La enseñanza tradicional de la Iglesia había colocado la pena de muerte dentro de la reflexión sobre la legítima defensa, como excepción al “no matarás”. La seguridad de las personas exigía colocar al agresor en situación de no poder causar daño. Esto llevaba a reconocer el derecho y deber de la autoridad legítima a aplicar penas proporcionadas sin excluir, en casos de extrema gravedad, la pena de muerte. La pena de muerte estaba justificada por la necesidad de garantizar la seguridad de las personas. Esta enseñanza quedó recogida en el año 1992 en el Catecismo de la Iglesia en los números 2266 y 2267.
El nº 2267 fue modificado por Juan Pablo II, en el año 1995, a raíz de la publicación de Evangelium Vitae. Juan Pablo II consideraba que el Estado puede garantizar la seguridad de las personas por otros medios, y que el argumento que justificaba la doctrina tradicional era una excepción muy rara. El Papa Juan Pablo II excluía de facto la necesidad de la pena de muerte, solo admisible en casos muy excepcionales.
El pasado 1 de agosto el Papa Francisco firmaba el Rescripto por el que se aprobaba una nueva modificación del nº. 2267. El Papa entiende que, en la actualidad, no existe ninguna excepción que justifique la pena de muerte porque todos los estados tienen sistemas de detención eficaces, que garantizan la necesaria defensa de los ciudadanos.

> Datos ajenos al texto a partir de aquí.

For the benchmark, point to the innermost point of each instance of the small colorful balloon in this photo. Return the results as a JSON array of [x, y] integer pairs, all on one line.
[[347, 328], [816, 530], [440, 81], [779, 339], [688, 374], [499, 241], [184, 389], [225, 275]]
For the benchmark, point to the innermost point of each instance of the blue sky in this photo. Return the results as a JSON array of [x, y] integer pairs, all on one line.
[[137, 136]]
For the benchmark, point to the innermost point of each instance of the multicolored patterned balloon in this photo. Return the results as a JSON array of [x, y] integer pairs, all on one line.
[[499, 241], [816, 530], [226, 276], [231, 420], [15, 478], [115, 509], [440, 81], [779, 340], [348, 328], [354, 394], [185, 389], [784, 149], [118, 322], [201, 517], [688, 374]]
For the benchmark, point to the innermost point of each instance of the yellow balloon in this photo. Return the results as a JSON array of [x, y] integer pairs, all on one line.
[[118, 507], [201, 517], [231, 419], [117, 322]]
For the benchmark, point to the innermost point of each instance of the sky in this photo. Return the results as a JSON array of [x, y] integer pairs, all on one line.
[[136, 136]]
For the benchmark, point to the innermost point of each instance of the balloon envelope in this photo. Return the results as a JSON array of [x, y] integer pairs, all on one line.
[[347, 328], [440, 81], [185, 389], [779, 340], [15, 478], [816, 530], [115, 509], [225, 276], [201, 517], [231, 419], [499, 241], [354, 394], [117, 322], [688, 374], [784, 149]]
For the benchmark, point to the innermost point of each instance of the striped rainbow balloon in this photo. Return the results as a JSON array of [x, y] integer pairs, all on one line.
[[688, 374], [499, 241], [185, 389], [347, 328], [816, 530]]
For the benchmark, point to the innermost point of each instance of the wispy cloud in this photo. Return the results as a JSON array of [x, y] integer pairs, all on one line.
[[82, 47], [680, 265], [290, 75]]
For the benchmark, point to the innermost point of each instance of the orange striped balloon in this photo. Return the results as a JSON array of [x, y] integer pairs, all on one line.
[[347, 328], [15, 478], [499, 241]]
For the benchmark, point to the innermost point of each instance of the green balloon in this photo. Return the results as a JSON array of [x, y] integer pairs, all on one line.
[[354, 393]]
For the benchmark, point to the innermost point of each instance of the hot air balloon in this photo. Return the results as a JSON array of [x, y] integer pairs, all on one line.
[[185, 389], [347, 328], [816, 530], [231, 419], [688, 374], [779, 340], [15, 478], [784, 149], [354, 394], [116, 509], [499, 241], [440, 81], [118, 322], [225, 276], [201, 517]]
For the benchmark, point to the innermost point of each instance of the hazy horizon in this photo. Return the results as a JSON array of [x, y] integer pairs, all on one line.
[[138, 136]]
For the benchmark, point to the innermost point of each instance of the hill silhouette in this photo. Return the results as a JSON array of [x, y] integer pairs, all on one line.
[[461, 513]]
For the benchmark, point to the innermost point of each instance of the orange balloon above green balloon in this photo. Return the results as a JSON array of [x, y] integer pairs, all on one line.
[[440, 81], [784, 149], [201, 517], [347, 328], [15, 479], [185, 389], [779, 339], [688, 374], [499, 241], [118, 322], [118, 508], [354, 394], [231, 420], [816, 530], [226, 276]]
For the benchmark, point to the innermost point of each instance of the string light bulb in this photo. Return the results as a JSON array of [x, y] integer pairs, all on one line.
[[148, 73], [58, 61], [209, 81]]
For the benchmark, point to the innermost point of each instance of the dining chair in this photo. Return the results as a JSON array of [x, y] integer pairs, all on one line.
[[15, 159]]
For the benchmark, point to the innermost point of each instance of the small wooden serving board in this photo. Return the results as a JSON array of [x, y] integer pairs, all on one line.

Esta nueva formulación no entra en contradicción con las enseñanzas anteriores del Magisterio. La reflexión sobre la “legítima defensa”, en la que entraba la pena de muerte, descansa sobre una serie de condiciones específicas: por ej. que no exista otro medio para limitar los efectos del agresor injusto. Cuando existen otros medios, como la prisión, la pena de muerte no puede justificarse como legítima defensa de la sociedad frente al agresor injusto. La novedad del texto del Papa Francisco está en insistir que la dignidad de la persona humana no se pierde, ni siquiera después de haber cometido crímenes muy graves, y que es en razón de la defensa de la inviolabilidad de la vida y de la dignidad humana por lo que la pena de muerte es inadmisible a la luz del Evangelio.